Miranda faz parte de uma colaboração internacional, que reúne ainda pesquisadores da China e Itália, que acaba de desvendar esse processo de transformação da tão comum sílica em coesita.

Supervidro

A equipe elaborou um modelo consistente com os dados observacionais que descreve os mecanismos moleculares durante a transformação da sílica até a geração desse "supervidro".

"Seria muito difícil reproduzir em laboratório as condições de alta pressão encontradas no manto terrestre. Por isso, recorremos à simulação computacional, descrevendo as interações entre os átomos da forma mais realista possível, e mapeando, passo a passo, as transformações resultantes da variação de pressão," disse o pesquisador.

Usando espectroscopia Raman, a equipe simulou a dinâmica molecular do material conforme a pressão aumenta, mapeando passo a passo os múltiplos caminhos de transformação da coesita até sua completa amorfização.

"Cada estrutura apresenta um padrão bem característico no espectro Raman. À medida que a estrutura se modifica, devido à variação de pressão, esse padrão também muda. E isso nos possibilita saber quais são as estruturas presentes e como elas se transformam em função da pressão. A comparação com os resultados experimentais permite validar o modelo adotado," declarou Miranda.

Arte

Segundo o pesquisador, um aspecto interessante do estudo foi a "sonificação" dos espectros Raman encontrados. A sonificação consiste em converter as altas frequências características da luz em baixas frequências típicas do som.

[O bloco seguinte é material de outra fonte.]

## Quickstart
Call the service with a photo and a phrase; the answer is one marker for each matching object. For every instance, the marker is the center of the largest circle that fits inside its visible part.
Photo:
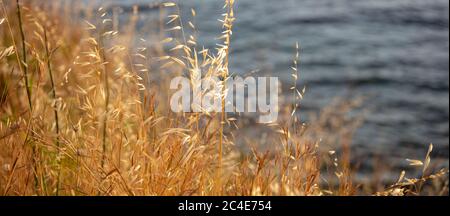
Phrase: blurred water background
(395, 52)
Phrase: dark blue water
(395, 52)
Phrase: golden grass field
(81, 114)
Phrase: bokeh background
(395, 53)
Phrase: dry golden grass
(84, 112)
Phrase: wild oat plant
(84, 111)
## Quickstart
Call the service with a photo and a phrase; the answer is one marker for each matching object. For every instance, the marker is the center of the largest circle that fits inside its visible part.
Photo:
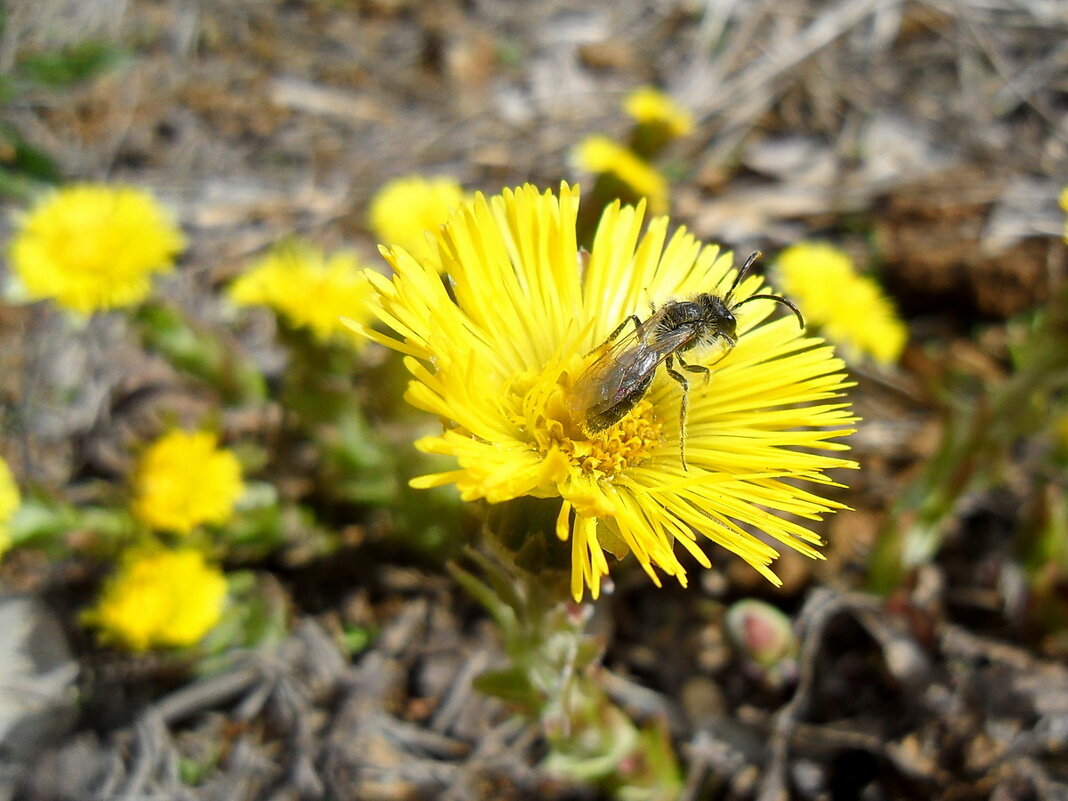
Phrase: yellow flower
(183, 481)
(850, 308)
(598, 154)
(404, 209)
(497, 351)
(648, 106)
(9, 502)
(308, 288)
(1064, 205)
(159, 599)
(92, 247)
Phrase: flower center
(605, 454)
(611, 451)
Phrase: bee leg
(694, 367)
(670, 366)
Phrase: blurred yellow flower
(308, 288)
(9, 502)
(649, 106)
(159, 599)
(93, 247)
(404, 209)
(497, 351)
(183, 480)
(850, 309)
(1064, 205)
(598, 154)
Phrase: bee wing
(627, 366)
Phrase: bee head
(719, 318)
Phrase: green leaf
(511, 685)
(69, 65)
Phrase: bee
(622, 375)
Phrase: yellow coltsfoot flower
(159, 598)
(404, 209)
(308, 288)
(649, 106)
(184, 480)
(93, 247)
(498, 348)
(598, 154)
(849, 308)
(10, 499)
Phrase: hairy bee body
(621, 376)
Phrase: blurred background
(925, 140)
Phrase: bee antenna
(778, 299)
(741, 275)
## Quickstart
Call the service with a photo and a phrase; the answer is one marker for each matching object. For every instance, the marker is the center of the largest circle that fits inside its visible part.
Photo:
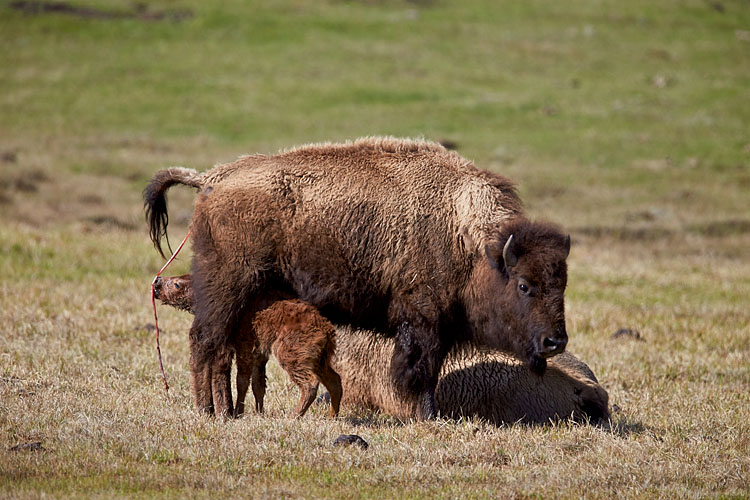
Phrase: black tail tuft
(155, 201)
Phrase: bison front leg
(415, 367)
(200, 374)
(221, 383)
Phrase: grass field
(626, 122)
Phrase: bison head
(519, 292)
(175, 291)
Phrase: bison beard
(401, 236)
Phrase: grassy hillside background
(626, 122)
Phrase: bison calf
(395, 235)
(474, 382)
(293, 331)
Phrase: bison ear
(500, 259)
(492, 250)
(510, 256)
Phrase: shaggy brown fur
(403, 236)
(473, 383)
(294, 332)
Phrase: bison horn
(509, 257)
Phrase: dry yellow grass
(626, 122)
(78, 374)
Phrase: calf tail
(155, 200)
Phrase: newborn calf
(293, 331)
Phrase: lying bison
(474, 382)
(402, 236)
(298, 336)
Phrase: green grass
(627, 123)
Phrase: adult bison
(397, 235)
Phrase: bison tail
(155, 200)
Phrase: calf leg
(332, 382)
(246, 359)
(300, 372)
(259, 381)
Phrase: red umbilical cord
(153, 303)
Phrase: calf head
(521, 283)
(176, 291)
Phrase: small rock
(629, 333)
(350, 439)
(31, 446)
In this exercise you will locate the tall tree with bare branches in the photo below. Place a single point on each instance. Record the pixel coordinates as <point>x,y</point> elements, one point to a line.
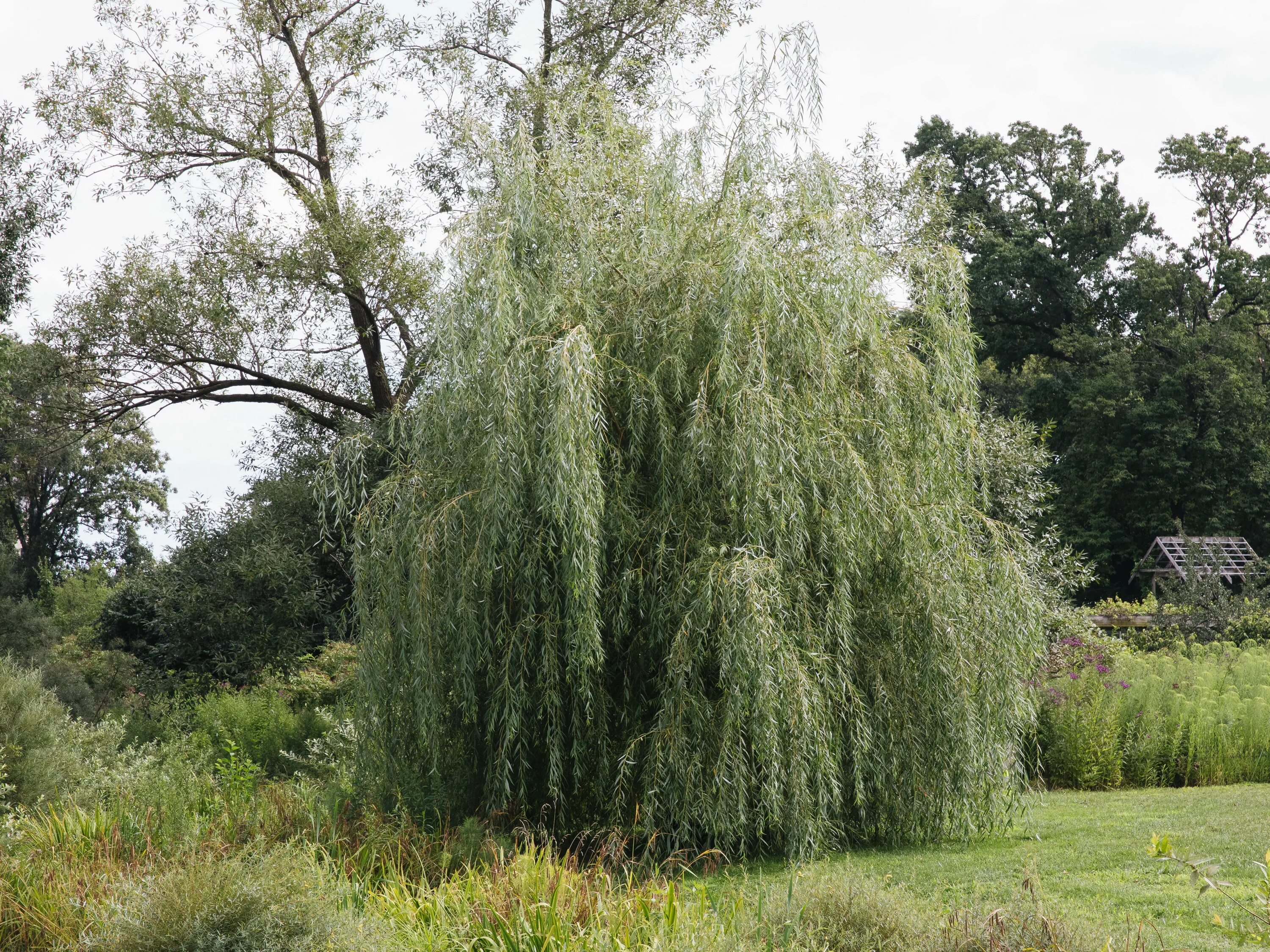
<point>295,277</point>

"A sonificação possibilita utilizar a audição em vez da visão na análise dos dados. Do ponto de vista científico, a vantagem desse procedimento decorre do fato de a audição permitir identificar melhor pequenas variações ou dados mais complexos. É mais fácil ouvir do que ver. Além disso, há também uma vantagem do ponto de vista artístico, pois, com os fragmentos sonoros obtidos, é possível compor música. Estabelece-se assim uma ponte entre ciência e arte," disse Caetano.

A expectativa dos especialistas é que esse material, quando sintetizado, apresente propriedades muito específicas, como, por exemplo, em relação à condutividade térmica.